Cornell University, even as a research institution, offers opportunities that allow future faculty to develop their professional experience in reflective and also practical ways. As a fellow of the Center for Teaching Innovation, I worked with graduate students and faculty in different fields to think about teaching as a constant process for improvement and experimentation.

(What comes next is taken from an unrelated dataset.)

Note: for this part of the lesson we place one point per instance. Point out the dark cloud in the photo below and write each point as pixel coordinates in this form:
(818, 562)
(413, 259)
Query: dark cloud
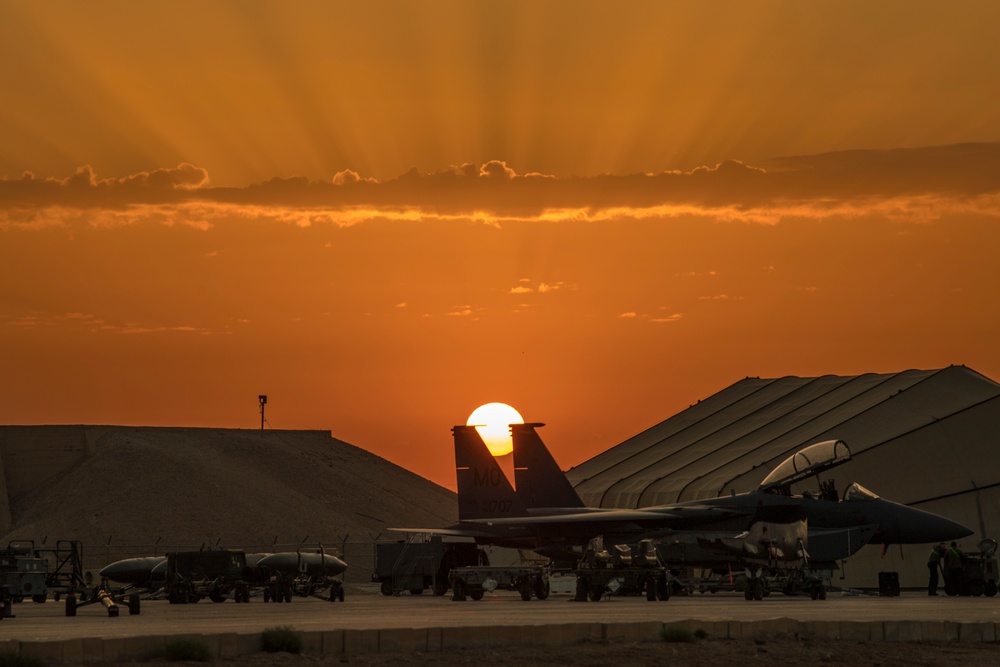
(796, 185)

I have facilitated pedagogy workshops for the Romance Studies department as well as the larger community of teaching assistants and postdocs and am involved in a research project that explores my own teaching for future contributions in pedagogy with the Scholarship of Teaching and Learning Program.
Center for Teaching Innovation (CTI), Cornell University
- Teaching Excellency Program, 2017-2018
- “Developing a Diversity Statement,” University-Wide Teaching Conference, March 2018
- “ePortfolios: Enhancing Teaching with Technology,” GET SET Workshop Series, March 2018
- “Learning-Centered Syllabi” GET SET Workshop Series, September 2017
TA Development Orientation, Department of Romance Studies, Cornell University
- “Online Portfolios: Effective content & format for the job market and more,” August 2017
- “Making the Most of Time: Office hours and managing time,” August 2015
UC Berkeley Democratic Education (DeCal) Series
- “API Mythbusters: Demystifying Asian America,” Spring 2010
Teaching as Research Project
SoTL is an opportunity to employ the critical thinking and reflection skills scholars use for their research to improve their teaching.
My project, “Graduate Students at a crossroads in feedback: Sources for receiving, Practices of giving“* examines a particular group and context of feedback to help inform the ways that instructors can be thoughtful and reflective in their teaching practices.
Graduate Student Instructors are both recipients and givers of feedback, in their work toward a degree and in their instruction for writing-heavy courses. Understanding how feedback is learned and incorporated in practice is exemplary of how teaching as a whole is learned and incorporated: through formal training, example, and trial and error. My study traces where graduate students learn the kinds of feedback that are useful, and how they apply them within their courses, and the kinds of patterns the arise through different practices.
This work was presented at the Connecting Research & Teaching Conference, May 2018, at Cornell University.